Family medicine model in Turkey: a qualitative assessment from the perspectives of primary care workers
1 Ege University Faculty of Medicine, Department of Public Health, 35100 Izmir, Turkey
2 Ege University Izmir Atatürk School of Health, Department of Midwifery, Izmir, Turkey
3 Karabuk University School of Health, Department of Midwifery, Karabuk, Turkey
BMC Family Practice 2014, 15:38 doi:10.1186/1471-2296-15-38Published: 27 February 2014
A person-list-based family medicine model was introduced in Turkey during health care reforms. This study aimed to explore from primary care workers’ perspectives whether this model could achieve the cardinal functions of primary care and have an integrative position in the health care system.
Four groups of primary care workers were included in this exploratory-descriptive study. The first two groups were family physicians (FP) (n = 51) and their ancillary personnel (n = 22). The other two groups were physicians (n = 44) and midwives/nurses (n = 11) working in community health centres. Participants were selected for maximum variation and 102 in-depth interviews and six focus groups were conducted using a semi-structured form.

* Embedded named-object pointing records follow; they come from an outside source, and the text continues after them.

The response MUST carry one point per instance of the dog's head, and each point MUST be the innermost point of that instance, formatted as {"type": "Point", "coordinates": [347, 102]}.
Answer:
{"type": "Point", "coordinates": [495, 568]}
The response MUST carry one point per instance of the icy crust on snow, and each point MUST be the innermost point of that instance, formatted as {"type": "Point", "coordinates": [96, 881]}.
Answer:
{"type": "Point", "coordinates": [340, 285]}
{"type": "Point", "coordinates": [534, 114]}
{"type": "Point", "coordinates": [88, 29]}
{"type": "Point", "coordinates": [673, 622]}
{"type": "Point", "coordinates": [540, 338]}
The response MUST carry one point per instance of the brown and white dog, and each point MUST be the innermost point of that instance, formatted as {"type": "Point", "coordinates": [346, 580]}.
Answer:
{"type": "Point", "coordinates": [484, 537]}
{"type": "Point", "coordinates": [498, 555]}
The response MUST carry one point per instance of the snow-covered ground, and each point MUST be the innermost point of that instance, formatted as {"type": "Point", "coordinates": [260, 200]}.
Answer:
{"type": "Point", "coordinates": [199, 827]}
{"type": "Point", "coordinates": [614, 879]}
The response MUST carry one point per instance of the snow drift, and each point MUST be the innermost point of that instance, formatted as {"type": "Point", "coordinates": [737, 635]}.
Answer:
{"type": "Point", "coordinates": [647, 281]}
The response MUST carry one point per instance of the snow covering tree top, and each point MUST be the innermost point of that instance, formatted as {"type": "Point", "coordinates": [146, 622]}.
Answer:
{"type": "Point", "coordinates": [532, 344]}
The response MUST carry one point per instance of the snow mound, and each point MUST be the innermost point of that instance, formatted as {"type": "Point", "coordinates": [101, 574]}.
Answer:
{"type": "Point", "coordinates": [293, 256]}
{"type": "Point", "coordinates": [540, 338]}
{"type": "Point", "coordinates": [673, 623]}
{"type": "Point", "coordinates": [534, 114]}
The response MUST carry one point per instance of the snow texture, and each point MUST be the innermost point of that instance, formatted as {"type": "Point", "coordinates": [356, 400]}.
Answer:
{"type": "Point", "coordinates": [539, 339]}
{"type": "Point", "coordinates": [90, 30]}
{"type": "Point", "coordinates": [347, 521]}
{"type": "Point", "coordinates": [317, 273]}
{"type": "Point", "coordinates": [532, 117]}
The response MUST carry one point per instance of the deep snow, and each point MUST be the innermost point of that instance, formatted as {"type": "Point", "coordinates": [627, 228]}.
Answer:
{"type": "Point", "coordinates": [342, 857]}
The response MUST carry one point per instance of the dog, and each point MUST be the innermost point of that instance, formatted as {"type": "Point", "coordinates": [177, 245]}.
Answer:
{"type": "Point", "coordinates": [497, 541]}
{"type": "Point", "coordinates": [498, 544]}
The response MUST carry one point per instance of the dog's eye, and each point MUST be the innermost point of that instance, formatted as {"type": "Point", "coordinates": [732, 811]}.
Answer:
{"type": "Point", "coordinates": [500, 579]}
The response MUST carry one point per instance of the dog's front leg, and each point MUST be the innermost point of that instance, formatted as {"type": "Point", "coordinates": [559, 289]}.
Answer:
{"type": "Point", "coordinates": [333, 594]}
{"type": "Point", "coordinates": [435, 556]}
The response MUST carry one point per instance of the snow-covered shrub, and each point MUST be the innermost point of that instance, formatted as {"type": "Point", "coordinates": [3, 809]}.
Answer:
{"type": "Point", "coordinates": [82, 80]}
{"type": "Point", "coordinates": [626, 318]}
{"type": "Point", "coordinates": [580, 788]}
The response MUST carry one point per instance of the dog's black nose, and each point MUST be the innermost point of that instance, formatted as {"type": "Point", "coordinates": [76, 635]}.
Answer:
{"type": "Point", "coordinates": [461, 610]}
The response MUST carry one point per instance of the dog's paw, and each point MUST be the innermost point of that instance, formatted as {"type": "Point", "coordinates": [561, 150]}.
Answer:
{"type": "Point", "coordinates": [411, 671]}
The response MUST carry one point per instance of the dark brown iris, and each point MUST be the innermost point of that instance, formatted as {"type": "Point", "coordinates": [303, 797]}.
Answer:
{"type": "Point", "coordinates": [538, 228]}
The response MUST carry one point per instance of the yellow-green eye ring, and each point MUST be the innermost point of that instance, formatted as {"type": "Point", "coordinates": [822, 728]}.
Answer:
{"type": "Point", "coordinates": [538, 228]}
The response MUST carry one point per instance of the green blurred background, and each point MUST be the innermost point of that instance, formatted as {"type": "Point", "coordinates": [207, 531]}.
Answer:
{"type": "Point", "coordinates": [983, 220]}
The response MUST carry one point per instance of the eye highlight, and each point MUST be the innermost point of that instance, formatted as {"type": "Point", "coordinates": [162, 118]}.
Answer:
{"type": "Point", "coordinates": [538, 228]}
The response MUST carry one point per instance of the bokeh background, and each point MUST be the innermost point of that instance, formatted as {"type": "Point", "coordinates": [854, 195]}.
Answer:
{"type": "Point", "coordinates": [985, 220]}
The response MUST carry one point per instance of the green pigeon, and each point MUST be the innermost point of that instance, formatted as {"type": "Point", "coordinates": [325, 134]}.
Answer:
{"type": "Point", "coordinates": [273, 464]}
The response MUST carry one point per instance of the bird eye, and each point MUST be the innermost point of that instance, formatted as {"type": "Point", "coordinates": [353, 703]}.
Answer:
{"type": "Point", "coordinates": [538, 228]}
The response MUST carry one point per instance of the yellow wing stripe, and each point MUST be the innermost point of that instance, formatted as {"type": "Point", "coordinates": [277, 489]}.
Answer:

Data analysis yielded five themes: accessibility, first-contact care, longitudinality, comprehensiveness, and coordination. Most participants stated that many people are not registered with any FP and that the majority of these belong to the most disadvantaged groups in society. FPs reported that 40-60% of patients on their lists have never received a service from them and the majority of those who use their services do not use FPs as the first point of contact. According to most participants, the list-based system improved the longitudinality of the relationship between FPs and patients. However, based on other statements, this improvement only applies to one quarter of the population. Whereas there was an improvement limited to a quantitative increase in services (immunisation, monitoring of pregnant women and infants) included in the performance-based contracting system, participants stated that services not among the performance targets, such as family planning, postpartum follow-ups, and chronic disease management, could be neglected. FPs admitted not being able to keep informed of services their patients had received at other health institutions. Half of the participants stated that the list-based system removed the possibility of evaluating the community as a whole.
According to our findings, FPs have a limited role as the first point of contact and in giving longitudinal, comprehensive, and coordinated care. The family medicine model in Turkey is unable to provide a suitable structure to integrate health care services.